FIVE-HUNDRED people have found work at the former Cammel Liard shipyard,

There are currently six refit contracts underway at the Birkenhead yard; and the good news is that more contracts are expected in the coming months.

Andy Mort, finance director of A&P Birkenhead, told the Globe: "We've got sufficient work to last until March."

Birkenehad MP Frank Field visited the yard to see progree for himself: "This is fantastic news. The work is returning, there is somewhere between 350-500 people working on site at the moment, and there is an order book being kept. In terms of shiprepair returning to Birkenhead, this is just the beginning."

Southampton-based shiprepairer A&P bought the Cammell Laird yard in August 2001, after a £51 million deal collapsed, leading to the closure of the Cammell Laird site.

Laird's troubles began in November, 2000, when the company won a £51 million refit contract for Italian cruise Costa Crociere.

Laird was due to fit the midsection into Crociere's ship Costa Classica. But the Costa Classica was called back to Italy as it made its way to Laird's Birkenhead yard.

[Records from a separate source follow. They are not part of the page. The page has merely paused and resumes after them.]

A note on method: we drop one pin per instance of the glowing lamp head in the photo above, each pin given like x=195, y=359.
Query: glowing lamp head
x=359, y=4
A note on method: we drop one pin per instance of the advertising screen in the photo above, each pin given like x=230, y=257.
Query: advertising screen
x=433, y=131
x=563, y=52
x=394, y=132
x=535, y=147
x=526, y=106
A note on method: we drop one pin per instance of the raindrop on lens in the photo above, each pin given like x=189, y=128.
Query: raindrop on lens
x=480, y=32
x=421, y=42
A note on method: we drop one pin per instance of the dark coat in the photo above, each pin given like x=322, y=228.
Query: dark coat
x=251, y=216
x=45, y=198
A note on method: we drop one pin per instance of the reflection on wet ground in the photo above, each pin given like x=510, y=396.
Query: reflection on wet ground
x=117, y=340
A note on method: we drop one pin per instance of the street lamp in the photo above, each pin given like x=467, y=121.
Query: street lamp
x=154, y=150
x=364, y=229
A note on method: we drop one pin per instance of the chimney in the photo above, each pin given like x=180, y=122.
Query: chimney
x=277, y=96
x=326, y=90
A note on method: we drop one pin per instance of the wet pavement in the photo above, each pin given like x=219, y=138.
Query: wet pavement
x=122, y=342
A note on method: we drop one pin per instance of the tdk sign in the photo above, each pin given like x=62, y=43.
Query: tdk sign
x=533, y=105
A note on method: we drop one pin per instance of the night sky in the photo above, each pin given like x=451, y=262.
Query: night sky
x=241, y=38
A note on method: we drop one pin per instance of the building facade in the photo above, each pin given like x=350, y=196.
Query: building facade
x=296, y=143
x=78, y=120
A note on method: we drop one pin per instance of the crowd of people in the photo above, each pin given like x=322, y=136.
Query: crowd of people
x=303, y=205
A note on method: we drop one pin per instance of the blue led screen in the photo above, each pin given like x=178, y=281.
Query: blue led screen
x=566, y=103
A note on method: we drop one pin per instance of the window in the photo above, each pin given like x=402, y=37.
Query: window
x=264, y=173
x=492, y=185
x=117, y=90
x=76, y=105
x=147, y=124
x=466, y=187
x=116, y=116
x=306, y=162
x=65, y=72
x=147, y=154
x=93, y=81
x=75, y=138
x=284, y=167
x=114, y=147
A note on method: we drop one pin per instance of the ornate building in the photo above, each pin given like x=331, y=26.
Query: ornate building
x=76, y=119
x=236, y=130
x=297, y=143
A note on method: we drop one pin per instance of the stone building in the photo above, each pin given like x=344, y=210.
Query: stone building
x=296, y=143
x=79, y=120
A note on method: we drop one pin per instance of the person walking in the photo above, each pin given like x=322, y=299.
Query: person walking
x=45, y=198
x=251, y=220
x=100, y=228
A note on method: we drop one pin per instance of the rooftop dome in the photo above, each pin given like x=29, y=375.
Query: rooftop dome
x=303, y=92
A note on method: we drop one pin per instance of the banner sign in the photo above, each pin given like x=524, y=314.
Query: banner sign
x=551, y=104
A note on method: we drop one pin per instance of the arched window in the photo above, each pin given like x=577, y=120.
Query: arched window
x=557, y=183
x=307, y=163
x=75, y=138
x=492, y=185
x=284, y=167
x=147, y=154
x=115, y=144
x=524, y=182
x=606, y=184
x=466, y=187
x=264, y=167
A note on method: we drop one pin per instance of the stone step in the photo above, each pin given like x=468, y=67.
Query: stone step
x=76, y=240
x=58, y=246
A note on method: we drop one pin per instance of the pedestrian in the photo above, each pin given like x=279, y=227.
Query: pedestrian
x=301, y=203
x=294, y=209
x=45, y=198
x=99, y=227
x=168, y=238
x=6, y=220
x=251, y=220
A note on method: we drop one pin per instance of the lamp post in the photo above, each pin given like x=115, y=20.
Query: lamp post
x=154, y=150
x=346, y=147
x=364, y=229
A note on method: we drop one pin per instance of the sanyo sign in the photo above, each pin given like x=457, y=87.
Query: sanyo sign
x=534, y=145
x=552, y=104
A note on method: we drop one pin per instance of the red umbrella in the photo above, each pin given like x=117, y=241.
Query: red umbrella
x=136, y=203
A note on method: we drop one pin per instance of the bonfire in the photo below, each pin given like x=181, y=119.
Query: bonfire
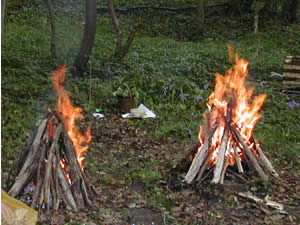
x=53, y=159
x=227, y=138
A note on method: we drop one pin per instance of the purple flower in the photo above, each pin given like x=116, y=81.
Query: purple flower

Negotiations between Laird and Costa Crociere to end the £51 million dispute failed.

And as New Year, 2001, started Laird's managing director resigned; by April that year trading on the company's shares was suspended as they plummeted from £1.19p to six pence.

Cammell Laird went into receivership in April 2001 and by the time work had finished at the yard in July 2001, more than 1300 Laird employees had lost their jobs. Many of these went on to find work in the South of England and Europe.

Cammell Laird's yards in Birkenhead, Tyneside and Teesside were sold to Southampton-based shiprepairer A&P Group in August and, by the time of sale, 1,300 staff had lost their jobs as work dried up.